Ms Kang, a teacher in Chungbuk, said Samsung would only consider students ranked in the top third of their class, while SK Hynix only considered the top quarter.
In addition to understanding the intricacies of chip manufacturing, including chemicals and machinery, top students are expected to demonstrate proficiency in a foreign language, obtain at least three technical certificates and complete 25 book reports.
Each year, approximately 20 successful freshmen are recruited directly by Samsung or SK Hynix through scholarship programs that include internships and lead to full-time employment. All others enter a highly competitive nationwide recruitment process involving tests and interviews.
“Students study for these tests from 9 in the morning to 9 at night, for a whole month,” Ms. Kang said.
In recent months, graduates who have successfully navigated the gauntlet have returned to campus with stories of six-figure bonuses and casually picking up the bill for group meals. Their visits reassure students like No Jun-sik, a 17-year-old senior with a job offer from Samsung, that he made the right decision.
“When I was in high school, I tried to convince some of my friends to sign up for me,” he said with a smile.

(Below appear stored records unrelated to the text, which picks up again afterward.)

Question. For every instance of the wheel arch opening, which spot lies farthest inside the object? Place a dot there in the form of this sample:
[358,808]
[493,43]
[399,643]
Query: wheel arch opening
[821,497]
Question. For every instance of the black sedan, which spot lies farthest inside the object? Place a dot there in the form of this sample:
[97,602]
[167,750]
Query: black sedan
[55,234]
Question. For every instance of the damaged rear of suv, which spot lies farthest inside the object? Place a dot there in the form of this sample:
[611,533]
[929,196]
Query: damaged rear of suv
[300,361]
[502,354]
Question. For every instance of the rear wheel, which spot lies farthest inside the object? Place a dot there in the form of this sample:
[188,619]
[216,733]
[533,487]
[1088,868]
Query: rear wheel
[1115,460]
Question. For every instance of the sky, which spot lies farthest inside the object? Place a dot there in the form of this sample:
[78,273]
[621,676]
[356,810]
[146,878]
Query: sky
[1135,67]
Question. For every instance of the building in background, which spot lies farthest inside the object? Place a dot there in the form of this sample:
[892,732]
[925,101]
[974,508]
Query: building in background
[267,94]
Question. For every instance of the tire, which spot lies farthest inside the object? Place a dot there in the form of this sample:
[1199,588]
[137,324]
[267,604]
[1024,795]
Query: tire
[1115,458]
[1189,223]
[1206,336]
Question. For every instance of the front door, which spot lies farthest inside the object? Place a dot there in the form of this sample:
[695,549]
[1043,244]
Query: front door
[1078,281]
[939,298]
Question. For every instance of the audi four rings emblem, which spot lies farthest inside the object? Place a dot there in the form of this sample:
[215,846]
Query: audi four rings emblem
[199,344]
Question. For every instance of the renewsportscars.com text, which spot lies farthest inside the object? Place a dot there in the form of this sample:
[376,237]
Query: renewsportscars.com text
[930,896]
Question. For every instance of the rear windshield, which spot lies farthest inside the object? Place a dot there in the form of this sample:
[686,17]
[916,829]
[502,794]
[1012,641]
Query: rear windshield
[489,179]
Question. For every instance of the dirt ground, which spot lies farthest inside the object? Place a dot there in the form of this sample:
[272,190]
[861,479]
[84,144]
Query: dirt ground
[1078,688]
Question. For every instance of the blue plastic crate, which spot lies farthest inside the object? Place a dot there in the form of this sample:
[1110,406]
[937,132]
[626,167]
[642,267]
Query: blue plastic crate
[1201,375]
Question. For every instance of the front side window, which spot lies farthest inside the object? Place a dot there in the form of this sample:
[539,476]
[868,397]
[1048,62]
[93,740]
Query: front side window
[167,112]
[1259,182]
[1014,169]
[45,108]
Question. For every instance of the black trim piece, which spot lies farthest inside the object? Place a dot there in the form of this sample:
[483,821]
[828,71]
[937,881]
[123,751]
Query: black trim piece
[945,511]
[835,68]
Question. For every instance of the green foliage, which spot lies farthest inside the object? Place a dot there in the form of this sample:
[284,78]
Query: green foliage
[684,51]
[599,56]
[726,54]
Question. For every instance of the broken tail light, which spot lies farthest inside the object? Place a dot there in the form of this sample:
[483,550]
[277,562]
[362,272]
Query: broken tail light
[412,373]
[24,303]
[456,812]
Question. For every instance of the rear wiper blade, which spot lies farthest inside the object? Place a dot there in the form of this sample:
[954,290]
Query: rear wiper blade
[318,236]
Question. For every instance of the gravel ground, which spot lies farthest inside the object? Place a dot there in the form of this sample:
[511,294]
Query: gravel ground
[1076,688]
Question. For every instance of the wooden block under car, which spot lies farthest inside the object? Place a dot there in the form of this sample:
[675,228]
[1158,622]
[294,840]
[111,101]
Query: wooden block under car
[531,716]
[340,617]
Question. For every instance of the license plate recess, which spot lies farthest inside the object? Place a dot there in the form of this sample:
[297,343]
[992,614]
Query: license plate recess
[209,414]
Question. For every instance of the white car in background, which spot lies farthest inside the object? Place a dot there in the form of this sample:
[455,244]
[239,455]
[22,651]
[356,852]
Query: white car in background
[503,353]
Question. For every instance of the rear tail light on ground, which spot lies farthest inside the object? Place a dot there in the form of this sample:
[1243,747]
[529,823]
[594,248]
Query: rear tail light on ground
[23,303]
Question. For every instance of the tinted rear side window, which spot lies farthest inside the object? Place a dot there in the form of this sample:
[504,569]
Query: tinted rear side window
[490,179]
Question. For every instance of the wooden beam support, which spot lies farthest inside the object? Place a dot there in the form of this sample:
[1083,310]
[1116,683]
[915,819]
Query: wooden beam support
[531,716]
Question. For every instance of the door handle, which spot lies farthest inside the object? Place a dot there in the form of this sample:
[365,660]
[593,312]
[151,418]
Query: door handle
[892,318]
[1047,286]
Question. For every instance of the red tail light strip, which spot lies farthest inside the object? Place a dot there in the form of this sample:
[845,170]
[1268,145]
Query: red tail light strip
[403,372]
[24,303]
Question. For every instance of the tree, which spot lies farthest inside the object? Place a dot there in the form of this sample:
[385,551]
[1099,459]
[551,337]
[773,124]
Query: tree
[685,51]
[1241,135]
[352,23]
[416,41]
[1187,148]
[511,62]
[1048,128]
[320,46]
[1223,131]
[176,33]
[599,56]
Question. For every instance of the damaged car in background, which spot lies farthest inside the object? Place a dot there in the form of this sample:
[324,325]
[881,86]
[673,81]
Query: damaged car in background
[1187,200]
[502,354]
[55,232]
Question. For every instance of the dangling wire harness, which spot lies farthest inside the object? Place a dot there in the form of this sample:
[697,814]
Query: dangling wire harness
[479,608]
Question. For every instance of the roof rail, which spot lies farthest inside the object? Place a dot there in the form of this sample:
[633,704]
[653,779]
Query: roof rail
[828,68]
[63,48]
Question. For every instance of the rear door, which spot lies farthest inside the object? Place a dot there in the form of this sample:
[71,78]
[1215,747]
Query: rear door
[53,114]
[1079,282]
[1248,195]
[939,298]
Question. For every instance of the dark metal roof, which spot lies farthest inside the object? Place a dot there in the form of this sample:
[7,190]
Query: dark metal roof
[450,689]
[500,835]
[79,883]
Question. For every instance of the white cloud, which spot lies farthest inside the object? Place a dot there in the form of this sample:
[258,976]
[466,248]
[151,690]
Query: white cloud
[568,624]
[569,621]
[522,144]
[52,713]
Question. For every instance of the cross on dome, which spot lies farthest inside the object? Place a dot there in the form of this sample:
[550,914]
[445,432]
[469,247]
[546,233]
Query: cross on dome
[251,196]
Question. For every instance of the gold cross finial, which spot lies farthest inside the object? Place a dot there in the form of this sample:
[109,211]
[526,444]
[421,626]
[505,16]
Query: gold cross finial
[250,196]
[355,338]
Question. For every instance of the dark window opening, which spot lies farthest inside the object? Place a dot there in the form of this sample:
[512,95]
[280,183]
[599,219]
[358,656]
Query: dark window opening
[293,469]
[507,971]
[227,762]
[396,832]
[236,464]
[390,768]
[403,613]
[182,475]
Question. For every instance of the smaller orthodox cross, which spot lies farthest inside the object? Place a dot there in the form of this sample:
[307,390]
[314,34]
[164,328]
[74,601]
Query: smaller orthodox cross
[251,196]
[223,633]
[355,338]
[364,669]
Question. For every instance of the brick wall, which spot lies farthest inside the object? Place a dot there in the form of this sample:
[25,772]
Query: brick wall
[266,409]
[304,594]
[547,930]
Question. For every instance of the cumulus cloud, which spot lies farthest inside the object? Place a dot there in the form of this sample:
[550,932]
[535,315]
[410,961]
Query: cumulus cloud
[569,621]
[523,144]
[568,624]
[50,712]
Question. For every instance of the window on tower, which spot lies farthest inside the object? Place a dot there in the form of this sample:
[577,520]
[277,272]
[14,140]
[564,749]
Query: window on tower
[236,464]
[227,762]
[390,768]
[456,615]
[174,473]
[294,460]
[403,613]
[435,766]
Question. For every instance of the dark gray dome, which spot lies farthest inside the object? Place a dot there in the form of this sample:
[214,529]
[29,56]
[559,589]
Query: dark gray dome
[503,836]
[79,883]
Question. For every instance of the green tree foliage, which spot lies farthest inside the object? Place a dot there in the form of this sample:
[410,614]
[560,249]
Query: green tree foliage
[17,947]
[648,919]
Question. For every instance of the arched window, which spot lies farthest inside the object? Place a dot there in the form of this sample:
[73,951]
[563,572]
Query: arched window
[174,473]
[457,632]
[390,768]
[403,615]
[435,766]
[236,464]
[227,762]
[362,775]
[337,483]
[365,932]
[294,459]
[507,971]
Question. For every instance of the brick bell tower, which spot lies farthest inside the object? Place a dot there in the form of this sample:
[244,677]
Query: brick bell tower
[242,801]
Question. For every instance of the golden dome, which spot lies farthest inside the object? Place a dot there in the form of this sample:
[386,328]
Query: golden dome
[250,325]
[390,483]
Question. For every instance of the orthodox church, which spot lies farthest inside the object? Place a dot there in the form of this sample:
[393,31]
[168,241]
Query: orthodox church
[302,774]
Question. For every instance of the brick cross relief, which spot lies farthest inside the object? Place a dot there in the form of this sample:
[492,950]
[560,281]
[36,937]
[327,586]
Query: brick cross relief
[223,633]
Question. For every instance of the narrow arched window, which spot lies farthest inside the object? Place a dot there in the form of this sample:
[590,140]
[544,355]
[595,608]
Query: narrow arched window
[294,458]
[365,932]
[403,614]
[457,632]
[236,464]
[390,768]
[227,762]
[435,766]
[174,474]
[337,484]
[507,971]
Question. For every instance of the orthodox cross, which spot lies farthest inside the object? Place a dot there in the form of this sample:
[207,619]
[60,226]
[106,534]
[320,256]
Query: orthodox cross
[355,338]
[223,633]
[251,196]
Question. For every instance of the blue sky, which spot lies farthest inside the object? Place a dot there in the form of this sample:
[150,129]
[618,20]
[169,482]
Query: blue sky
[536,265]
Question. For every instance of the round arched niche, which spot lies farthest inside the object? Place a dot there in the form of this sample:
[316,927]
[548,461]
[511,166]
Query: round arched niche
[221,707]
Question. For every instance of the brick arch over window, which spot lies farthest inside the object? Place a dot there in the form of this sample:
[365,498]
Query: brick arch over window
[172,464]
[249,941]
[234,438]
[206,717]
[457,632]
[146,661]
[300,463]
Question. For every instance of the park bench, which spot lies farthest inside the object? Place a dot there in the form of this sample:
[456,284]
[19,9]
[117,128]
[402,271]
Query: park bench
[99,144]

They all chose the university route instead. “Many of them now regret it,” he added.
For teachers, such visits can evoke a complex mixture of admiration, deflation and envy, said Director Seo.
“Seeing your students come back after a year of work and talk about bonuses that are much bigger than your entire salary,” he said, “isn’t easy.”
Uncertain job prospects
As part of a nationwide effort to secure South Korea’s future chip-making workforce, the government plans to open another semiconductor master high school in Seoul next year. Another school is also being considered.
Samsung and SK Hynix are building or planning new semiconductor plants in Yongin, a city south of Seoul where the government has pledged hundreds of billions of dollars to create what it hopes will become the world’s biggest chip-making hub.
Last year, Samsung Group, South Korea’s largest employer, pledged to hire 60,000 workers over the next five years, although it did not specify how many would join its semiconductor division. Chey Tae-won, chairman of SK Hynix, said the company could create up to 20,000 jobs a year.
Some experts are skeptical.
“Semiconductor manufacturing is a capital-intensive business, not a labor-intensive one,” said Joo Won, an economist at the Hyundai Research Institute. “It just can’t create a lot of jobs.”
Chip manufacturing accounts for less than 1 percent of South Korea’s total workforce. Between 2023 and 2025, when semiconductor exports grew by 75 percent, the industry created just 1,000 jobs, according to government data.
Across the economy, employment has fallen: around 40,000 jobs have disappeared over the past year as other sectors have struggled.
Further clouding the outlook, Samsung and SK Hynix have announced plans to develop autonomous semiconductor factories powered by artificial intelligence and robotics by 2030.
“Even with these big projects, I expect the overall number of jobs to actually decrease,” Mr. Joo said.
The consequence of rapid growth in an industry that creates relatively few jobs, he says, is that its huge profits are concentrated among an ever-smaller group of people, deepening income inequality and weakening the country’s long-term growth prospects.
This reality is already apparent to Choi Seung-kuk, manager of semiconductor equipment maintenance company XT.
XT is one of many subcontractors that work inside Samsung’s facilities to help keep the machinery free of microscopic particles that can destroy wafers. Yet little of the industry’s windfall has trickled down the supply chain, he said.
“It’s actually been harder to hire new workers this year,” Mr. Choi said at a job fair this month. “We have a lot of people who work for a year and then quit.
The company benefited modestly as Samsung ramped up production. However, there is constant downward pressure on wages as subcontractors must undercut competitive bids each year to win contracts.
Those concerns, he says, may soon become irrelevant.
“Once they bring in machines with advanced self-cleaning features, our jobs will no longer exist,” Mr. Choi said. “Who knows what our society will do next?”